On April 1, this system first detected and disseminated a local news story in La Jornada of a “mysterious” influenza-like illness in the town of La Gloria, Mexico. There, 60 percent of the 3,000 inhabitants had been infected since early March, say HealthMap creators John Brownstein, HMS assistant professor of pediatrics at Children’s Hospital Boston, and Clark Freifeld, an MIT student. Their report was published online May 7 in The New England Journal of Medicine.

“To know what might turn into a major problem is what needs a lot of work,” said Brownstein, an epidemiologist.

Two other systems developed by HMS researchers track flu and other outbreaks locally. AEGIS, a real-time automated system, integrates data from emergency departments around Massachusetts and analyzes patterns of disease in space and time, said founder Kenneth Mandl, HMS associate professor of pediatrics at Children’s and a CDC biosurveillance adviser.

Another system monitors electronic medical records in physicians’ offices every day by age, sex and ZIP code for the state health department and the CDC, said creator Richard Platt, chair of the HMS Department of Ambulatory Care and Prevention. These offices are mostly in the Harvard Vanguard and Atrius practices around Boston and in the Western Berkshires. “We’re trying to understand which data sources are the best at identifying clusters soonest,” Platt said. The group has also used electronic health records to study surveillance methods in Northern California, Texas, Minneapolis and Denver.

Positive ID

At the molecular level, scientists at the CDC and elsewhere have rapidly posted pieces of H1N1’s genetic signature from samples collected as the virus spread into California and across the country and to other continents.

“This is a bit of a miracle,” said Michael Farzan, HMS associate professor of microbiology and molecular genetics at the New England Primate Research Center. “With HIV, the time from isolating the virus to determining its sequence was years. With SARS, it was on the order of months. For swine flu, it’s been weeks.”

Farzan studies how influenza and related viruses enter cells and ways to block their entry. He is particularly interested in resistance to Tamiflu, which blocks transmission of the virus from cell to cell but does not cure influenza, which explains why the drug is effective only within the first 48 hours after symptoms occur.

H1N1 remains sensitive to Tamiflu, but the specter of widespread drug resistance worries many people. Based on a recent mathematical model published online April 30 in PLoS Medicine, HSPH epidemiologist Marc Lipsitch and his colleagues estimated that treating the earliest cases first with a secondary drug, the spray zanamivir (Relenza), could greatly delay the onset of resistance and ensure that the world’s stockpiles of Tamiflu would be more effective against a pandemic.

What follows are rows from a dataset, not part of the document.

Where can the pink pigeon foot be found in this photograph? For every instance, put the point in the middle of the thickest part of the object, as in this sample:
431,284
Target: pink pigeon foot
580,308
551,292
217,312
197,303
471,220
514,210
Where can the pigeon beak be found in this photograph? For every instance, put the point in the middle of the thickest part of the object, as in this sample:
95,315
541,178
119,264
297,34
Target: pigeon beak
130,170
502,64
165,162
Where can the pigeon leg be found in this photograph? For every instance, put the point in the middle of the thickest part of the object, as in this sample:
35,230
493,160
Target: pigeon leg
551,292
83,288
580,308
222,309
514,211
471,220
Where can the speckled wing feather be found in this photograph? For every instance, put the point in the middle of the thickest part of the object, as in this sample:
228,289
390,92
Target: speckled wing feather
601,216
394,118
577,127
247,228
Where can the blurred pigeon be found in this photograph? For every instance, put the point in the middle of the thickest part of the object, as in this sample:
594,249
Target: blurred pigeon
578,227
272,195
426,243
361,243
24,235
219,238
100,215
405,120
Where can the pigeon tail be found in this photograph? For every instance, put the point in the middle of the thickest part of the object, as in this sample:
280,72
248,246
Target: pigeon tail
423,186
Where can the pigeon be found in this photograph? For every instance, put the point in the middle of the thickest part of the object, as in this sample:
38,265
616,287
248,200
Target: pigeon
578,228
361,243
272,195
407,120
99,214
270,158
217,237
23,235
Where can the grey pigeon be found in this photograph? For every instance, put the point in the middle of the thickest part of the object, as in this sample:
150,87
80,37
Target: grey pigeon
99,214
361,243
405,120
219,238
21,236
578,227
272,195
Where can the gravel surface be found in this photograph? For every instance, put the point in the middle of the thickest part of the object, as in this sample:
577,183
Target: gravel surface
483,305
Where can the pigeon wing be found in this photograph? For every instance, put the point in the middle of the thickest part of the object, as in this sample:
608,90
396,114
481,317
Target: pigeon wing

In Boston, health care protocols changed daily in response to the data generated around the world, said emergency physician Paul Biddinger, an HMS assistant professor of surgery at Massachusetts General Hospital and an HSPH assistant professor in Health Policy and Management. “We all knew a new flu strain was coming,” he said at a May 6 lunchtime “teach-in” for students at HSPH on the science and public health of type A influenza H1N1. “But we didn’t know how well it was transmitting, to which populations, and exactly how or if it could cause serious health consequences.”

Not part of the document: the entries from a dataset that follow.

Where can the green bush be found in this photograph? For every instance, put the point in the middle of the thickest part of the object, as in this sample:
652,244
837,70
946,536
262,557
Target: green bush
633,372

It is too early to understand the true threat and reach of H1N1. The death rate could be as low as the 1918 pandemic—which was fatal only in about 2.5 to 5 percent of cases and killed tens of millions because it infected so many—or as high as the 60 percent fatality rate of the recent H5N1 avian flu outbreaks in Asia. But one thing is certain: the knowledge about the virus and effective responses is starting to evolve almost as quickly as the virus itself.